【RF磁場】

【RF磁場】

核磁気共鳴では、静磁場に垂直な方向に照射する電磁波(振動磁場)のことを、RF磁場(ラジオ波磁場、RFパルス)と呼びます。

核のラーモア周波数が数10〜数100MHzであることから、振動磁場の周波数はFMラジオに用いられる周波数領域(ラジオ波領域)にあるため、このように呼ばれるようになりました。振動磁場は、コイルにかける電圧を振動させることで発生させることができる。

【核磁気共鳴】

【核磁気共鳴】

核磁気共鳴(かくじききょうめい、NMR、Nuclear Magnetic Resonance)とは、外部静磁場に置かれた原子核が、固有の周波数の電磁波と相互作用する現象です。

原子番号と質量数がともに偶数でない原子核は0でない核スピン量子数Iと、磁気双極子モーメントを持ち、その原子は小さな磁石と見なすことができます。

磁石に対して磁場をかけると磁石は磁場ベクトルの周りを一定の周波数で歳差運動する。原子核も同様に磁気双極子モーメントが歳差運動を行ないます。この原子核の磁気双極子モーメントの歳差運動の周波数はラーモア周波数(Larmor frequency)と呼ばれます。この原子核に対してラーモア周波数と同じ周波数で回転する回転磁場をかけると磁場と原子核の間に共鳴が起こります。この共鳴現象が核磁気共鳴(Nuclear Magnetic Resonance、略してNMR)と呼ばれているわけです。

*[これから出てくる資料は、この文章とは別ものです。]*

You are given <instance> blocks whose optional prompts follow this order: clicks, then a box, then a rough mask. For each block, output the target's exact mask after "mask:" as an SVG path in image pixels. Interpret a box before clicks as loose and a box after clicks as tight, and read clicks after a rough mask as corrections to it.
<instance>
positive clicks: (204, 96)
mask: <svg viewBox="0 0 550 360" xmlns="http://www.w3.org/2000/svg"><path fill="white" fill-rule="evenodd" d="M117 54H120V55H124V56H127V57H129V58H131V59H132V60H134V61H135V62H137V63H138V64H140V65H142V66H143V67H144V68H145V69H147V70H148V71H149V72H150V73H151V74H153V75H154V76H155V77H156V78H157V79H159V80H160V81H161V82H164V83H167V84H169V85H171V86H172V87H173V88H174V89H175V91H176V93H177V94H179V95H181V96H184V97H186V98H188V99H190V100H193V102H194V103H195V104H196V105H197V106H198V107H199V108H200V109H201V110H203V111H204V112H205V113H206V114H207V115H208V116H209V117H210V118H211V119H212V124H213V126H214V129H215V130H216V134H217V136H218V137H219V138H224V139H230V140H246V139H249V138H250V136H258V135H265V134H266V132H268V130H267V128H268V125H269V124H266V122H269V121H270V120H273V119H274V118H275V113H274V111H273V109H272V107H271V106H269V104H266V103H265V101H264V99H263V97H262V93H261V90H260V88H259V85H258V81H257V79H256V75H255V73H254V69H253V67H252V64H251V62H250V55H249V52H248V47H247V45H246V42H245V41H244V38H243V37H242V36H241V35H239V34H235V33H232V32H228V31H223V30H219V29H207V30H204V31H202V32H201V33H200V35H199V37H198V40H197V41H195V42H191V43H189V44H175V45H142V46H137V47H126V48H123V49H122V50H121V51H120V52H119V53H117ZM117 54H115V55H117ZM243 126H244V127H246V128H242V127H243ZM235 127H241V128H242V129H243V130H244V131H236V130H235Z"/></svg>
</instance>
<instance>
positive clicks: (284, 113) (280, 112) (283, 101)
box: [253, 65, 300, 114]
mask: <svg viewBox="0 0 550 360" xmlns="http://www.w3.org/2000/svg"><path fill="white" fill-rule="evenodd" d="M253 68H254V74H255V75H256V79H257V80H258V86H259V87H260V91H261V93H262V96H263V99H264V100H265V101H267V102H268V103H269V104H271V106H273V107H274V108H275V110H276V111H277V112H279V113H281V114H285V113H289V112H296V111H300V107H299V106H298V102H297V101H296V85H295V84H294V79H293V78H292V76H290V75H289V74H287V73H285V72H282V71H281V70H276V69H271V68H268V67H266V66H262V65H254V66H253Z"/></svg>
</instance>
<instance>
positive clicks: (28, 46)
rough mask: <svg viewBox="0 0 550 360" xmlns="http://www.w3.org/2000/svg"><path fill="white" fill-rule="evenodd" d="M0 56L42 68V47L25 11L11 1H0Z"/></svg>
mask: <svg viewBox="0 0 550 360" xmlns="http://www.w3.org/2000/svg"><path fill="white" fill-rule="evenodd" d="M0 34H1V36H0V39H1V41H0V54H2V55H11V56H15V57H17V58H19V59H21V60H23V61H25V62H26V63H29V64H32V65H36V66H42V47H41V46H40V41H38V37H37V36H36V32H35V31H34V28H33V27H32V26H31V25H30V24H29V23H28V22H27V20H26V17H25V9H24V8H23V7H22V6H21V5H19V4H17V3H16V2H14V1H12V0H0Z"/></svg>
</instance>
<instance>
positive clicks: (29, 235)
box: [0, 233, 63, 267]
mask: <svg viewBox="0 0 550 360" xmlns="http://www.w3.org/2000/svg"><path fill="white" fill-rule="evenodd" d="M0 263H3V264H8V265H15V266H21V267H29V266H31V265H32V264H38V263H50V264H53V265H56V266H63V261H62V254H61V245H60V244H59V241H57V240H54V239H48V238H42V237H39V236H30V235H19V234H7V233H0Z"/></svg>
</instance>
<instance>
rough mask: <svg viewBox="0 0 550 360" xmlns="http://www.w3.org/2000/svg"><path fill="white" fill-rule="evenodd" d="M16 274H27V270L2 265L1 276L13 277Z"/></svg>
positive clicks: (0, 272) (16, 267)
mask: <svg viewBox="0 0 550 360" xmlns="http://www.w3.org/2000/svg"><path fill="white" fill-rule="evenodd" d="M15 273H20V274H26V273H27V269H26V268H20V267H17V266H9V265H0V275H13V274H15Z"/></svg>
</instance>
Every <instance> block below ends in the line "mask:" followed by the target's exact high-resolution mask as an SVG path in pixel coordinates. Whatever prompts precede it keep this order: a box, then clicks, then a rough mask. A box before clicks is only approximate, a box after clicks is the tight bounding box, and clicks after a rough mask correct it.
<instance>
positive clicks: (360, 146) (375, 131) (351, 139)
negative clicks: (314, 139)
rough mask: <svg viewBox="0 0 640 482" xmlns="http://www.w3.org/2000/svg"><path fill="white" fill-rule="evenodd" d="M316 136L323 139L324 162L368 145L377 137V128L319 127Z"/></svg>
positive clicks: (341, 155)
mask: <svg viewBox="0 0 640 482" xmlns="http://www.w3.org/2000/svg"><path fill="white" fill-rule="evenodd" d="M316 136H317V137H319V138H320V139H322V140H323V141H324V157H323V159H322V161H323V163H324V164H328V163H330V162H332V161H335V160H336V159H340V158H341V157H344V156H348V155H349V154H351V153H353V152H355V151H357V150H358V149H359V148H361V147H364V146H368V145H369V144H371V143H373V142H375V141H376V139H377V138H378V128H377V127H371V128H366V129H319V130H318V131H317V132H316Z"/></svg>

磁場中に置かれた原子核はゼーマン効果によって磁場の強度に比例した、一定のエネルギー差を持った2I+1個のエネルギー状態をとります。このエネルギー差はちょうど周波数がラーモア周波数の光子の持つエネルギーと一致。そのため、共鳴時において電磁波の吸収あるいは放出が起こり、これにより共鳴現象を検知することができる

【ゼーマン効果】

【ゼーマン効果】

ゼーマン効果(ゼーマンこうか、Zeeman effect)は原子から放出される電磁波のスペクトルにおいて、磁場が無いときには単一波長であったスペクトル線が、原子を磁場中においた場合には複数のスペクトル線に分裂する現象です。

1896年にオランダの物理学者ピーター・ゼーマンがナトリウム原子を磁場の中で発光させた時にそのD線のスペクトルが数本に分かれることを発見しました。発見された1890年代は、原子の内部構造の研究が進められていた時代で、原子中に振動する荷電粒子が存在することの証拠の1つの現象とされました。

ヘンドリック・ローレンツ、ジョセフ・ラーモアなどによってこの現象の理論的な検討がなされた。ローレンツの古典電磁気学による理論を元にゼーマンは光を放射している荷電粒子は負の電荷を持ち、その比電荷を約1/1600と決定。これはほぼ同時期にジョセフ・ジョン・トムソンらによって測定されていた陰極線の構成粒子のそれとほぼ同じ値でした。ゼーマンとローレンツはこれらの研究により1902年のノーベル物理学賞を受賞することになります。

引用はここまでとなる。